Monday, 8.45pm. A shiur Tanya was supposed to be in full swing for fifteen minutes already. But, something else is on everyone’s mind. “What will be now?” “Are you going?” Everybody is reminiscing about their times with Rabbi Groner, the funny times and the not-so-funny moments. There wasn’t a soul in the room who was not part of the conversation. All present somehow knew the rabbi personally. He meant so much to them.In walks a latecomer, straddling into the shiur. “Did you hear the news?” We all nod in approval. He informs us about his decision to book a flight to Melbourne for the funeral. “I have many reasons not to go”, he says. “My wife needs my help, I’m needed at work and tickets are expensive. But, my heart tells me to go”. Someone asks a stupid question “did you know Rabbi Groner?” Well, the answer astounded us all. “No!” He did NOT really know him. “But I feel like I have to go, because he knew me”. That sort of summed it up. He knew everybody. And cared about everyone.

Wednesday, 2.00pm Melbourne is mourning over the passing of an individual who cared about you, often more than you cared about yourself. At the levaya, Rabbi Glick managed to put in plain words what’s on everyone’s mind. Rabbi Groner touched many, many people in his eighty three years. Rabbi Groner was a towering individual, who cut an imposing figure. He filled a large place in the world. But it was his wordless love that has brought us all here today. Love for him spilled across national borders. “He was very big, very intimidating, very strong, but he was a sweetheart”, commented one individual. “He would give you the shirt off his back.” And then I notice him. I notice that individual, the one who had many reasons not to go but has gone anyhow. He is joining the procession, a tear-soaked face, grieving with the rest of the crowd. The endless love generated by Rabbi Groner to all he came in contact with, struck a deep chord in everyone’s heart. Muscular. Tough. Dominant. That’s the way he loved people. He loved with a passion and with the intensity that encompassed his life. His ahavas Yisroel didn’t come from a textbook; it stemmed from his heart.

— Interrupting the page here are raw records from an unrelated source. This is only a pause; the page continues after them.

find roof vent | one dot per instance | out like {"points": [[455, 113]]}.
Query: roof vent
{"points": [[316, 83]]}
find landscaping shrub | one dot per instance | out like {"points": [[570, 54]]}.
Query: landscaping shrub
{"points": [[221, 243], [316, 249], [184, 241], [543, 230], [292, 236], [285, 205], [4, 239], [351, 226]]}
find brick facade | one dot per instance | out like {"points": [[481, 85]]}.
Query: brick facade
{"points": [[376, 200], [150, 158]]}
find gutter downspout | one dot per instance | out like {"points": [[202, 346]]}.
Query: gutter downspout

Wednesday, 8.30pm Driving back to the airport on the way to Sydney, trying to internalise all we heard today, our thoughts were on how we could model Rabbi Groner's example. How can we emulate the warmth and the ahavas Yisroel, which were the very essence of his being.I was privileged to get a lift to the airport with a colleague from Sydney. In the midst of it all, the driver turns to me, “I must tell you something. I went to see Rabbi Groner just three weeks ago. Do you know what he said….”? In the momentary pause mid-sentence, I had a fleeting thought. I considered myself fortunate to be privy to this classified information. We're taught that the soul begins to leave the body on a very subtle level thirty days before the individual passes away. I was expecting to hear some pearls of wisdom, some sagacious last remarks.“He enquired about you. He wanted to know how you’re doing, how your work is going” … And then it dawned upon me. That was the greatest piece of scholarship I could have ever heard.